The project is partly a response to the work of the Syrian writer Yassin al-Haj Saleh, who has debated the ethics of using images of victims of war and violence. "In order for future generations to be able to get over this, we need to document these images, document brutality," Majd said.
Embroidery is not normally used to create a window onto this sort of pain, but Majd's representations of death are somehow more harrowing because of the sense of unreality the medium imparts. It could also be seen as a commentary on the illogic of war, the Syrian war in particular—on how such a horror can be allowed to exist.
"You can either say this is all a conspiracy, the world is washing their dirty laundry in Syria, or you can actually face the monster," Majd told me. "These people did not fall from the sky, they are not aliens—people enjoying death and killing and mutilations. So how do you deal with that as well? How do you deal with this imagery?"

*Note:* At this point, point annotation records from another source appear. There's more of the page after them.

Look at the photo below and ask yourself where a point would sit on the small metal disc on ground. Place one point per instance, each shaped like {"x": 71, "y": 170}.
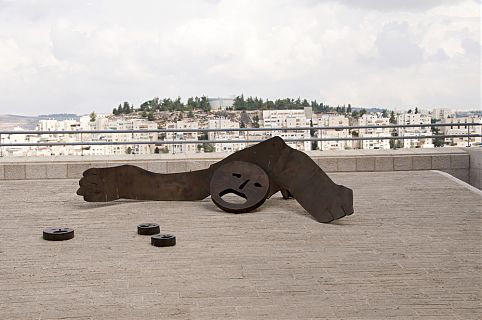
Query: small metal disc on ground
{"x": 58, "y": 234}
{"x": 148, "y": 229}
{"x": 163, "y": 240}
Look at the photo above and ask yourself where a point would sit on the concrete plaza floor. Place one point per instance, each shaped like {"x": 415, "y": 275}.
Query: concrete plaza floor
{"x": 411, "y": 250}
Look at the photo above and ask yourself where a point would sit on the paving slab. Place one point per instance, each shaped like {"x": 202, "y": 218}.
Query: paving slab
{"x": 411, "y": 251}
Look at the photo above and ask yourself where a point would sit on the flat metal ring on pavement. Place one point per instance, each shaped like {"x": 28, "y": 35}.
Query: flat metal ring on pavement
{"x": 243, "y": 179}
{"x": 163, "y": 240}
{"x": 58, "y": 234}
{"x": 148, "y": 229}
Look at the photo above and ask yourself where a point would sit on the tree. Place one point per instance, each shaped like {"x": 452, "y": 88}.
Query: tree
{"x": 392, "y": 118}
{"x": 437, "y": 141}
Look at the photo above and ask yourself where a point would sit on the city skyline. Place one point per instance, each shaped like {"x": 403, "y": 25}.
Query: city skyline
{"x": 69, "y": 57}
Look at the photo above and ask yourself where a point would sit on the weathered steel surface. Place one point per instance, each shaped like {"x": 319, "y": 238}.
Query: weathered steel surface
{"x": 289, "y": 170}
{"x": 148, "y": 229}
{"x": 163, "y": 240}
{"x": 243, "y": 179}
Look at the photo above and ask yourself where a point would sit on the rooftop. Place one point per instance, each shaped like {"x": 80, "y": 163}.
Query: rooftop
{"x": 411, "y": 250}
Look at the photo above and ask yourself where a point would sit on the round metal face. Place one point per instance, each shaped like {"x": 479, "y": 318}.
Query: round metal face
{"x": 243, "y": 179}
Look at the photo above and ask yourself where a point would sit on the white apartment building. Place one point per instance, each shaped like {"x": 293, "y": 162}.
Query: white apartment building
{"x": 69, "y": 126}
{"x": 333, "y": 121}
{"x": 221, "y": 103}
{"x": 373, "y": 120}
{"x": 458, "y": 129}
{"x": 172, "y": 136}
{"x": 442, "y": 113}
{"x": 289, "y": 119}
{"x": 414, "y": 119}
{"x": 222, "y": 123}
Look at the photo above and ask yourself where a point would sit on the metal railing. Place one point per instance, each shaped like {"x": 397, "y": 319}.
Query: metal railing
{"x": 165, "y": 142}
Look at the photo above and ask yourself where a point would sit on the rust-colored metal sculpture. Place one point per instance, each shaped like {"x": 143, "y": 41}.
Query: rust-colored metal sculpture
{"x": 290, "y": 171}
{"x": 244, "y": 179}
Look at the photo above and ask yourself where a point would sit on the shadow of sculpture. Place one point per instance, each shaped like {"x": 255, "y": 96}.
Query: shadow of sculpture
{"x": 254, "y": 173}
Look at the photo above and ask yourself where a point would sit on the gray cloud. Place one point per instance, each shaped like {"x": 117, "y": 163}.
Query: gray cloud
{"x": 398, "y": 5}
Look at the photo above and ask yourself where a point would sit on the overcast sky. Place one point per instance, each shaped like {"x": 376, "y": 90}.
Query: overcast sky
{"x": 68, "y": 56}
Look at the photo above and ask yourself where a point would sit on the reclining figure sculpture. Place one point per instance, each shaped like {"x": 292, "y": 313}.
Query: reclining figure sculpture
{"x": 282, "y": 169}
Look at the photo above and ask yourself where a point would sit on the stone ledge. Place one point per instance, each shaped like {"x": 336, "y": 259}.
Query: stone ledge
{"x": 456, "y": 161}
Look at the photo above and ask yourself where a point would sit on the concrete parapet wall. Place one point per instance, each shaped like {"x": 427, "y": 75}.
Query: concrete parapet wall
{"x": 475, "y": 170}
{"x": 463, "y": 163}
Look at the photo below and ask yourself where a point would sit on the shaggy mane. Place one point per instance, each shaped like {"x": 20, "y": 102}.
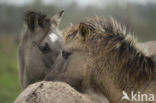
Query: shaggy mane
{"x": 134, "y": 65}
{"x": 31, "y": 18}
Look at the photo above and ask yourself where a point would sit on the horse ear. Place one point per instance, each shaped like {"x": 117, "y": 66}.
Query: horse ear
{"x": 31, "y": 20}
{"x": 83, "y": 30}
{"x": 55, "y": 20}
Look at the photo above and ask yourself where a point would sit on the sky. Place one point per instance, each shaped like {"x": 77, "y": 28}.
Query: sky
{"x": 79, "y": 2}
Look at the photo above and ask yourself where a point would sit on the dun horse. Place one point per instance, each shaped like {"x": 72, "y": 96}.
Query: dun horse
{"x": 109, "y": 62}
{"x": 39, "y": 47}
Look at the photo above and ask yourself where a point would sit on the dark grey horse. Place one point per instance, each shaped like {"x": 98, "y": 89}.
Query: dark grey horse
{"x": 40, "y": 45}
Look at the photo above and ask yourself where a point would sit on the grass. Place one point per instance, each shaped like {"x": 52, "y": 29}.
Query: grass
{"x": 9, "y": 83}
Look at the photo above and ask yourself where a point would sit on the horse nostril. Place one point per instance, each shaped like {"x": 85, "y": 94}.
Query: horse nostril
{"x": 66, "y": 54}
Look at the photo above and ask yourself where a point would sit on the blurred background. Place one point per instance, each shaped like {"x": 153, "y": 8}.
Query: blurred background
{"x": 139, "y": 16}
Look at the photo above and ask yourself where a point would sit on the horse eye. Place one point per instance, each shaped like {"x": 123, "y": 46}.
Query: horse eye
{"x": 45, "y": 49}
{"x": 66, "y": 54}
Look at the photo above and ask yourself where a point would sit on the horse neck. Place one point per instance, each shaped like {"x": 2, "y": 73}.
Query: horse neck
{"x": 109, "y": 68}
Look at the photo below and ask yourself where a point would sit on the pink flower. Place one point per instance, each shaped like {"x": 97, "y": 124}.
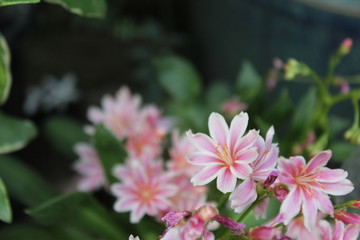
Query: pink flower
{"x": 143, "y": 193}
{"x": 118, "y": 114}
{"x": 310, "y": 185}
{"x": 245, "y": 194}
{"x": 89, "y": 167}
{"x": 347, "y": 217}
{"x": 131, "y": 237}
{"x": 226, "y": 155}
{"x": 340, "y": 231}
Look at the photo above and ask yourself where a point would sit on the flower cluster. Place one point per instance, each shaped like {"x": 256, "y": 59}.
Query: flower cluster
{"x": 246, "y": 166}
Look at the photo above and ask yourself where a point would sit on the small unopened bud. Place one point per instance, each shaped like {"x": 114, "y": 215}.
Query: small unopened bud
{"x": 280, "y": 192}
{"x": 347, "y": 218}
{"x": 346, "y": 46}
{"x": 271, "y": 178}
{"x": 206, "y": 213}
{"x": 235, "y": 227}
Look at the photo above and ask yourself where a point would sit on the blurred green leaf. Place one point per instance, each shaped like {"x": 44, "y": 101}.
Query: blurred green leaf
{"x": 178, "y": 77}
{"x": 341, "y": 151}
{"x": 23, "y": 183}
{"x": 87, "y": 8}
{"x": 64, "y": 133}
{"x": 248, "y": 82}
{"x": 109, "y": 150}
{"x": 15, "y": 133}
{"x": 22, "y": 231}
{"x": 78, "y": 209}
{"x": 10, "y": 2}
{"x": 5, "y": 71}
{"x": 5, "y": 209}
{"x": 217, "y": 94}
{"x": 281, "y": 109}
{"x": 304, "y": 113}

Majd attended the International Art Academy of Palestine and graduated from the Malmo Art Academy in Sweden in 2010. In Palestine, he learned about the pioneers of Arab art, who he says are all modernists, in classes focused on local art history. For Majd, embroidery is a reaction against this.
"It's not about me being a man and doing embroidery," he says. "It's about the medium itself being, I wouldn't say maternal—I really don't like this word—but it's really not patriarchal. The structure, the way you produce it, how it's produced, historically as a cultural production, it has this quality which I really admire. It's this autonomy, and it's really postmodern."

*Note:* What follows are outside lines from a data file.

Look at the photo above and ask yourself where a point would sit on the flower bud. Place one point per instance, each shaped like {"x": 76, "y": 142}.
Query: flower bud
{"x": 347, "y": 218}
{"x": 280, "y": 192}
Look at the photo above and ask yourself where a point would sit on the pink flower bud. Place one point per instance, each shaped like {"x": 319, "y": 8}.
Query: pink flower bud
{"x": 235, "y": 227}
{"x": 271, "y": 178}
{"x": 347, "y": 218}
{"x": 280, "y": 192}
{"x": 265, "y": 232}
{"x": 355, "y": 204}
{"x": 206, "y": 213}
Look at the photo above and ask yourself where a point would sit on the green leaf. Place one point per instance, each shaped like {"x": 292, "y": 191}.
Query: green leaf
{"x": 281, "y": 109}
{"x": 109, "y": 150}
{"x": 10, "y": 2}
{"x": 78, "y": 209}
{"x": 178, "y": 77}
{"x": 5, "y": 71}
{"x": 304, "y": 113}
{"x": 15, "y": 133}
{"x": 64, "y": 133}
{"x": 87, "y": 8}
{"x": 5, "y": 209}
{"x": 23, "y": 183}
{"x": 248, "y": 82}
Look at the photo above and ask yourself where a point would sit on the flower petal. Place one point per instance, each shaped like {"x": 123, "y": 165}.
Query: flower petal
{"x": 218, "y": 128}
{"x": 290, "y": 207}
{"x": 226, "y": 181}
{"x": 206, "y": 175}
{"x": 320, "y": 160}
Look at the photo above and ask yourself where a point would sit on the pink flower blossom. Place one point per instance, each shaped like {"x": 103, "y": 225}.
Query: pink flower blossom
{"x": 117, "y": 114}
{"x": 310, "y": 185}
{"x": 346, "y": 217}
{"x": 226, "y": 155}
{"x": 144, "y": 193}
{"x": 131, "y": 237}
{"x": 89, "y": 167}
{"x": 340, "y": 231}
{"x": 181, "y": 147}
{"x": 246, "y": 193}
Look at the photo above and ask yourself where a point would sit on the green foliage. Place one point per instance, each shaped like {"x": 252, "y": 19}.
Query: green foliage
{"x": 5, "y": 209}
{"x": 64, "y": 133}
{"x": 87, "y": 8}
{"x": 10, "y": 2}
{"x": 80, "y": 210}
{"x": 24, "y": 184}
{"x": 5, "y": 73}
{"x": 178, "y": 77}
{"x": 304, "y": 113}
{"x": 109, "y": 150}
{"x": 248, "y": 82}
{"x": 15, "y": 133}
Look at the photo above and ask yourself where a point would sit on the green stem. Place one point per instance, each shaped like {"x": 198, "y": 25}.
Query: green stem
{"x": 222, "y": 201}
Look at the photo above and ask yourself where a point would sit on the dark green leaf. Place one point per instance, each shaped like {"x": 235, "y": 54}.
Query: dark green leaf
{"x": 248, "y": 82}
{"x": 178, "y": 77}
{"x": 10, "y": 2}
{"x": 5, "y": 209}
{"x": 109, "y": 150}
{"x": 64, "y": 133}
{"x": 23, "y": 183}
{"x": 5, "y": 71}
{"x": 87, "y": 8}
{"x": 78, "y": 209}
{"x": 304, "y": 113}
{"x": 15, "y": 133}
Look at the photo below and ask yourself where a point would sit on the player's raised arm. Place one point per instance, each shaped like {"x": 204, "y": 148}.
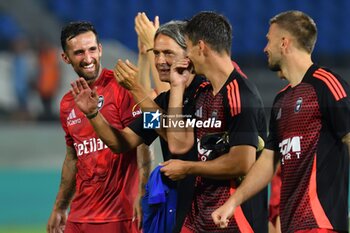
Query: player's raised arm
{"x": 126, "y": 74}
{"x": 87, "y": 99}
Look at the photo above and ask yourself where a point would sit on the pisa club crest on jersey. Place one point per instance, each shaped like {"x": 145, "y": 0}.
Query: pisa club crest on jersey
{"x": 100, "y": 102}
{"x": 151, "y": 120}
{"x": 298, "y": 104}
{"x": 72, "y": 118}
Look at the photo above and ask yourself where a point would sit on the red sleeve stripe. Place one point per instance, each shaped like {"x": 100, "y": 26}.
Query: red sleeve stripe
{"x": 332, "y": 83}
{"x": 234, "y": 98}
{"x": 285, "y": 88}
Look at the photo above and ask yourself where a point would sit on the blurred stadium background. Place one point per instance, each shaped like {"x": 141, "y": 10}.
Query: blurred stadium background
{"x": 31, "y": 141}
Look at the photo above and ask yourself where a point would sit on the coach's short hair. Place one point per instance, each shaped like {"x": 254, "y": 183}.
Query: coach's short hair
{"x": 73, "y": 29}
{"x": 175, "y": 30}
{"x": 212, "y": 28}
{"x": 299, "y": 25}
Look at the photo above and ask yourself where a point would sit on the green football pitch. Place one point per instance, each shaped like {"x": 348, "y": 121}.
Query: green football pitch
{"x": 23, "y": 229}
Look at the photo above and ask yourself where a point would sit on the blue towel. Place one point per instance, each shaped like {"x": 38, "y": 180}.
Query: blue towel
{"x": 159, "y": 204}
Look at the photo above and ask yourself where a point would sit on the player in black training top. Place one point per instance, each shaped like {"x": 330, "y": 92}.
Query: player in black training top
{"x": 309, "y": 134}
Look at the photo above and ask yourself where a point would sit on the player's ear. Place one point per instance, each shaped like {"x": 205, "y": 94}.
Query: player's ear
{"x": 100, "y": 48}
{"x": 65, "y": 58}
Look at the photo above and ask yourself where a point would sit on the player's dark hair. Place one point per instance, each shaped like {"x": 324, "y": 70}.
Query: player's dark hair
{"x": 175, "y": 30}
{"x": 212, "y": 28}
{"x": 299, "y": 25}
{"x": 73, "y": 29}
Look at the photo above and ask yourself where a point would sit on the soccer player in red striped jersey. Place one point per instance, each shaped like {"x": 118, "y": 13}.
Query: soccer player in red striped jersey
{"x": 98, "y": 185}
{"x": 309, "y": 135}
{"x": 232, "y": 101}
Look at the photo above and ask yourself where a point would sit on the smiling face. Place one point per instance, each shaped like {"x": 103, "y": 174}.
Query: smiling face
{"x": 166, "y": 51}
{"x": 84, "y": 54}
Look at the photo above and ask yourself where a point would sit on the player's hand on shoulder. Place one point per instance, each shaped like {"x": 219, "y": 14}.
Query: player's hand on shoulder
{"x": 57, "y": 221}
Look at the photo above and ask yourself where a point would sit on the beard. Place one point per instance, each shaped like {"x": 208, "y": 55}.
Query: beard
{"x": 89, "y": 76}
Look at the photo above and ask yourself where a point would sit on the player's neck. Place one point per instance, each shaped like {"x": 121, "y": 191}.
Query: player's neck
{"x": 91, "y": 82}
{"x": 217, "y": 72}
{"x": 296, "y": 69}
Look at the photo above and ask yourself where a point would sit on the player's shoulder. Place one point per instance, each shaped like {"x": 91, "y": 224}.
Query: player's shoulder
{"x": 66, "y": 99}
{"x": 325, "y": 80}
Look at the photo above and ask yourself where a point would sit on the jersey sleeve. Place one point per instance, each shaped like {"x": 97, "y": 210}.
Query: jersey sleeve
{"x": 335, "y": 107}
{"x": 128, "y": 110}
{"x": 272, "y": 142}
{"x": 244, "y": 127}
{"x": 63, "y": 120}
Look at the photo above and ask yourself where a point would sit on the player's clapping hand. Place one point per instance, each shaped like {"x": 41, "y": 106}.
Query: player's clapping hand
{"x": 223, "y": 214}
{"x": 126, "y": 74}
{"x": 57, "y": 221}
{"x": 175, "y": 169}
{"x": 85, "y": 98}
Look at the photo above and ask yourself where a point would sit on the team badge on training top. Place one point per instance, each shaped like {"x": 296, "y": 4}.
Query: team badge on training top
{"x": 298, "y": 104}
{"x": 101, "y": 100}
{"x": 151, "y": 120}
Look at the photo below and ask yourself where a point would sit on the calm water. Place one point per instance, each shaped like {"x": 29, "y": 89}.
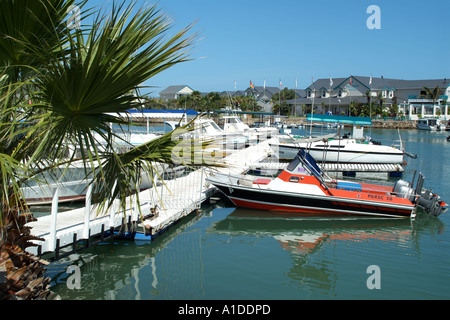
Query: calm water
{"x": 227, "y": 253}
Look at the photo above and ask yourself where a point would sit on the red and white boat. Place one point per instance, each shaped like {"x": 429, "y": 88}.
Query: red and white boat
{"x": 303, "y": 188}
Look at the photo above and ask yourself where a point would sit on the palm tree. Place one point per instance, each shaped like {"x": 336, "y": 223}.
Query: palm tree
{"x": 62, "y": 87}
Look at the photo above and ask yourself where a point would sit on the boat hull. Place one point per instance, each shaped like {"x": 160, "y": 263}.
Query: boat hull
{"x": 264, "y": 199}
{"x": 287, "y": 151}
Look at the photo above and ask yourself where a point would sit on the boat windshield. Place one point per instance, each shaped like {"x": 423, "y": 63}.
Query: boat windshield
{"x": 294, "y": 163}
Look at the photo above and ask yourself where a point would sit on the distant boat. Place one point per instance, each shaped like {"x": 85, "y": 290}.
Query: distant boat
{"x": 430, "y": 124}
{"x": 339, "y": 150}
{"x": 233, "y": 124}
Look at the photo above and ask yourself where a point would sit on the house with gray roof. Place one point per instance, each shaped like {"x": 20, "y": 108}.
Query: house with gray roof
{"x": 336, "y": 94}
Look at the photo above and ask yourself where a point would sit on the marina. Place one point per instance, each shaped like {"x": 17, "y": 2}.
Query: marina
{"x": 143, "y": 157}
{"x": 223, "y": 252}
{"x": 160, "y": 207}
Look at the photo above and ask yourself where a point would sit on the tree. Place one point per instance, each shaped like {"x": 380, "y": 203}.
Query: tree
{"x": 279, "y": 100}
{"x": 61, "y": 87}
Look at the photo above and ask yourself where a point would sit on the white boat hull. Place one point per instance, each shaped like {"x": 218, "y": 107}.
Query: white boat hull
{"x": 344, "y": 153}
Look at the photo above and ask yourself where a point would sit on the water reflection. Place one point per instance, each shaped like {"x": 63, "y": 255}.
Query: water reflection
{"x": 174, "y": 265}
{"x": 135, "y": 270}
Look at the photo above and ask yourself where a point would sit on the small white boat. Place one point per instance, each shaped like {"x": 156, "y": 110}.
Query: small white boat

For Palestinians, the hands-on craft is deeply embedded in the culture, and historically has acted as a form of resistance. In the 1980s and early 1990s, during Israel's ban on the Palestinian flag and artwork using its four colors, women embroidered the flag and iconic images, such as the al-Aqsa Mosque, into traditional dresses.
Though his work prior to the embroideries featured sculptures made of painkillers and sea salt, the artist prefers to use textiles, seemingly less exciting material, to address complex issues in the Middle East. His first embroidery project was centered on four military figures who lashed out after completing their service, such as Nidal Hasan, the army psychiatrist who killed 13 in the 2009 Fort Hood shooting rampage, and explored the "system of soldiery." But it was his next stint with cross stitching that would garner international attention.

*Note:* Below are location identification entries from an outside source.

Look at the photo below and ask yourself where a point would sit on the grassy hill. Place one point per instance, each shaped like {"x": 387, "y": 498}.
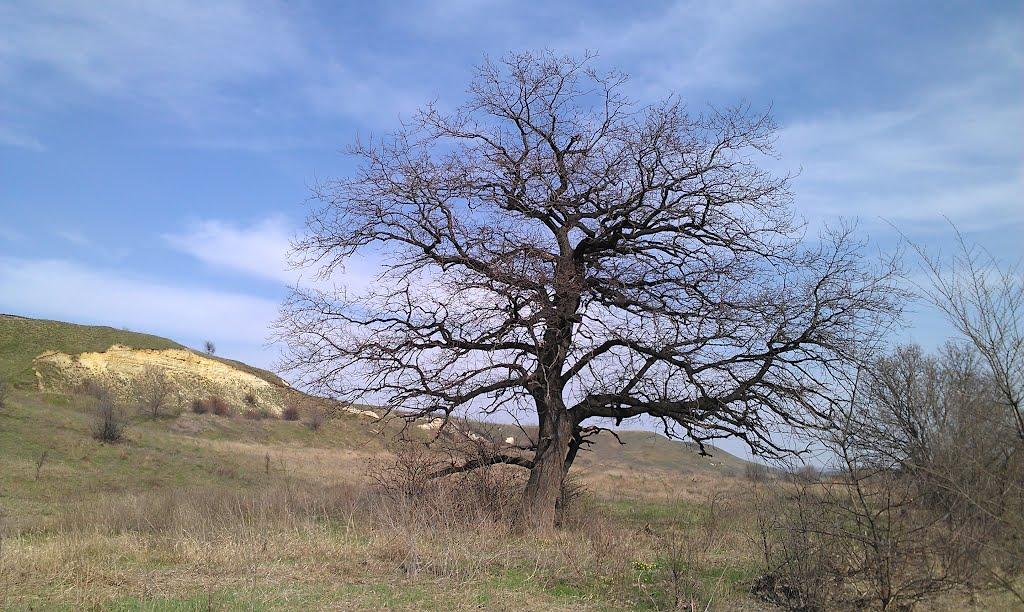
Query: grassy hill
{"x": 22, "y": 340}
{"x": 199, "y": 512}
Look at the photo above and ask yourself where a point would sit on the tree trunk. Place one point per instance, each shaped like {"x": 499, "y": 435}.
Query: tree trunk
{"x": 545, "y": 484}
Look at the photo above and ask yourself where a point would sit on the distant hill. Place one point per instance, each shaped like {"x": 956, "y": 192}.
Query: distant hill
{"x": 27, "y": 346}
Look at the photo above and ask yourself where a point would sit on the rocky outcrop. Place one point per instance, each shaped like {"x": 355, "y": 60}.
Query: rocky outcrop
{"x": 193, "y": 376}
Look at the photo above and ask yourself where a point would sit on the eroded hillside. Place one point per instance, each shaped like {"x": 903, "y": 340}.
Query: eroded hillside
{"x": 120, "y": 368}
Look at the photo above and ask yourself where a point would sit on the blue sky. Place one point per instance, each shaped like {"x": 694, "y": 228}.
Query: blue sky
{"x": 155, "y": 157}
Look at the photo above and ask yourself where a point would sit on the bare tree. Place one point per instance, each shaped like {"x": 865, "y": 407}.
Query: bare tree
{"x": 154, "y": 390}
{"x": 553, "y": 248}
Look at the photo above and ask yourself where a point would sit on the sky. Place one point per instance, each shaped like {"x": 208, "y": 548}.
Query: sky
{"x": 156, "y": 157}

Working with eight women from Farkha, a small village in the West Bank, Majd curated a nine-piece pop art series of portraits of Mohammad Bouazizi, the Tunisian man who set himself on fire and is often credited for jump-starting the Arab Spring.
"After [his death] you could see the changing of the pop figure," Majd said. "The pop figures I grew up with in the Arab world were Mohamed Aboutrika, the Egyptian football player, and Nancy Ajram. And then suddenly Bouazizi makes headlines and his picture is everywhere—spilling out."
Majd added that with Bouazizi, "it's not only the over-romanticizing of the revolutions… it's also about this really significant moment in history. In a way, Bouazizi became part of the generational change."
Majd hopes to expand on the practice by experimenting with larger-scale pieces and how people interact with them, although he worries that could detract from the intimacy that his smaller embroideries possess. But to his admirers, the artist's delicate work already packs enough of an emotional sucker-punch in a way where any anxieties about the future of his practice feel unwarranted. Experimenting with the medium of embroidery, giving it a new face, is a way to ensure that the traditional art practice won't become stagnant enough to eventually be killed off.